Not all of them, just most of them.

Buying a dozen shirts and returning 10 of them because in the end you just didn't like the fit, you probably sent 5-7 otherwise fine articles of clothing straight to the landfill. Maybe a few of those will make it to some "donation" scheme, which will probably send half of those "donation" bound goods to the landfill. Then the last few will get put on a boat in a giant pile of goods, dropped off to some poor part of the world, and have a 50/50 chance of being worn by someone there or just become another piece of trash floating around.

Buying five pairs of shoes and returning four of them probably sent 2-3 pairs to the landfill. The rest are probably following that same flow above.


Do you honestly think retailers are throwing away 50% of their returned stock? They’re absolutely, 100% repacking and reselling what they can.

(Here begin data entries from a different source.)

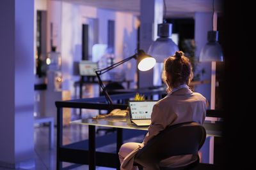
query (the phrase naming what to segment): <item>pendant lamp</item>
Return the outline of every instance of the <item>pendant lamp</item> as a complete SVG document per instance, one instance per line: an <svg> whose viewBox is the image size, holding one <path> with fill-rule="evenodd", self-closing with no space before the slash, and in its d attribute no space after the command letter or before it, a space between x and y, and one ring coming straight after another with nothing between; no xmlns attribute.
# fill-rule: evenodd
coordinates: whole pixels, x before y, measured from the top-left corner
<svg viewBox="0 0 256 170"><path fill-rule="evenodd" d="M214 0L212 0L212 31L209 31L207 32L208 42L201 50L199 55L200 62L223 61L221 46L218 42L218 31L213 31L214 4Z"/></svg>
<svg viewBox="0 0 256 170"><path fill-rule="evenodd" d="M157 62L163 62L164 59L175 54L179 48L170 38L172 36L172 24L157 25L159 38L150 46L148 54L154 57Z"/></svg>

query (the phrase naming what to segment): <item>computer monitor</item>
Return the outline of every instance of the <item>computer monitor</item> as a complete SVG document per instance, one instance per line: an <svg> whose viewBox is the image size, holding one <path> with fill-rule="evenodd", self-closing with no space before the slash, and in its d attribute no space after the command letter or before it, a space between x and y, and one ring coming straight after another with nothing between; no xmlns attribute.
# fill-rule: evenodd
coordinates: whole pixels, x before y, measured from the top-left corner
<svg viewBox="0 0 256 170"><path fill-rule="evenodd" d="M95 70L98 69L98 64L90 60L81 60L79 67L81 76L96 76Z"/></svg>

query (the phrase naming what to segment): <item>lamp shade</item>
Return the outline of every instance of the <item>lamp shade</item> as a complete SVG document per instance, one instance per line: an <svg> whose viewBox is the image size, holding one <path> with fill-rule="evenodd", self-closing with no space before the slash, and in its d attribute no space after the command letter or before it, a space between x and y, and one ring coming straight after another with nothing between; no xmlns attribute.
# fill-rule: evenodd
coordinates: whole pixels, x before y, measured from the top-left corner
<svg viewBox="0 0 256 170"><path fill-rule="evenodd" d="M172 36L172 24L158 24L157 36L159 37L151 44L148 53L153 56L157 62L163 62L165 59L179 51L177 45L170 38Z"/></svg>
<svg viewBox="0 0 256 170"><path fill-rule="evenodd" d="M200 62L223 61L221 46L218 42L218 31L208 31L208 42L200 52Z"/></svg>
<svg viewBox="0 0 256 170"><path fill-rule="evenodd" d="M143 50L139 50L137 55L138 69L145 71L152 69L156 64L156 59L147 55Z"/></svg>

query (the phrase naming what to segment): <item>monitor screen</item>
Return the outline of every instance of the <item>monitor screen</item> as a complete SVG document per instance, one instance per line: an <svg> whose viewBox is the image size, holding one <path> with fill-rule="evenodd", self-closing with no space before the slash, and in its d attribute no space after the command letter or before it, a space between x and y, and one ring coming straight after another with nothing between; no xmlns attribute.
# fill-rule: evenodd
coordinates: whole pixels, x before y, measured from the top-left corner
<svg viewBox="0 0 256 170"><path fill-rule="evenodd" d="M96 76L95 70L98 69L97 62L90 60L81 60L79 66L81 76Z"/></svg>

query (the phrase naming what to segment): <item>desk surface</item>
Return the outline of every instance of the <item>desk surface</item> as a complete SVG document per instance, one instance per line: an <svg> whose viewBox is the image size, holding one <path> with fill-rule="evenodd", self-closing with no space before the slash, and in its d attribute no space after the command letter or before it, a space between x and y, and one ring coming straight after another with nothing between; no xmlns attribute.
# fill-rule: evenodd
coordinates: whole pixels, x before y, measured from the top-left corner
<svg viewBox="0 0 256 170"><path fill-rule="evenodd" d="M109 127L117 127L122 129L138 129L143 131L148 131L147 126L138 127L131 123L128 117L125 118L88 118L79 119L70 122L71 124L77 124L95 126L104 126ZM221 136L221 127L223 122L215 122L211 123L210 122L205 122L204 127L205 128L206 133L209 136Z"/></svg>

> Do you honestly think retailers are throwing away 50% of their returned stock?

For lots of categories of goods like apparel, yes. Its far cheaper for them to trash the item than spend all that money on the reverse logistics of actually analyzing the item. Other categories are probably more like 20-30%.

https://www.youtube.com/watch?v=W1yqcagavfY

https://www.youtube.com/watch?v=WG8idKaX9KI

If you're thinking the vast majority of your returns are getting restocked you're woefully uninformed.


Both your links are related to amazon for cheap items, not e.g. high street retailers that are managing their own stock and inventory. Do you think Office [0] are chucking 4 pairs of New Balance trainers in the trash? No.

[0] https://www.office.co.uk/


These links are not just about Amazon, but Amazon is overrepresented here due to the high percentage of their overall online sales.

And if Amazon can't get it to work with their already centralized logistics, smaller retailers probably have an even harder time with the reverse logistics.

> Do you think Office [0] are chucking 4 pairs of New Balance trainers in the trash? No.

Sure. If it costs them more to handle the return than what their margin on the goods would be, why would they reprocess it? Of that original sale say a $100, they probably only got $5-10 or so of original profit. And that was with the optimized supply chain getting it in to the original warehouse. So now they have to figure out the return shipping to the processing center, pay for inspections on the item, probably pay to re-ship to a warehouse, pay to re-stock it, and then for a lot of items list it as open box (if its anything that could have been plugged in to the wall it cannot be sold as new in the US), and then have all the regular costs of selling the item again.

Or they just eat the loss and increase prices a few percent and send it to "energy recovery". Or they "donate" it and claim they gave $100 worth of goods to charity. Or they sell the lots of returned goods for a few bucks a pound at the place where the returns were originally mailed to.


I returned some hardcover books that were intended as gifts, but the corners got banged up in shipping (because why bother doing something right when you can make it up in scale?). Perfectly usable items, but I obviously wasn't going to pay the new condition price for items they damaged with incompetent handling. When I brought them to return, the clerk just stuck the Amazon return label right in the middle of the front dust jacket. I doubt that's getting resold.


That's not an option for a lot of people. For example, the vast majority of physical shoe stores simply don't carry my size. There is literally only a handful of stores in my country I could go to - and I don't even have an incredibly unusual size!

Physical stores increasingly cater to the average. They would rather stock 20 different items in 5 sizes than 10 different items in 10 sizes. All of the long-tail stuff is only available online, so you are forced to buy online.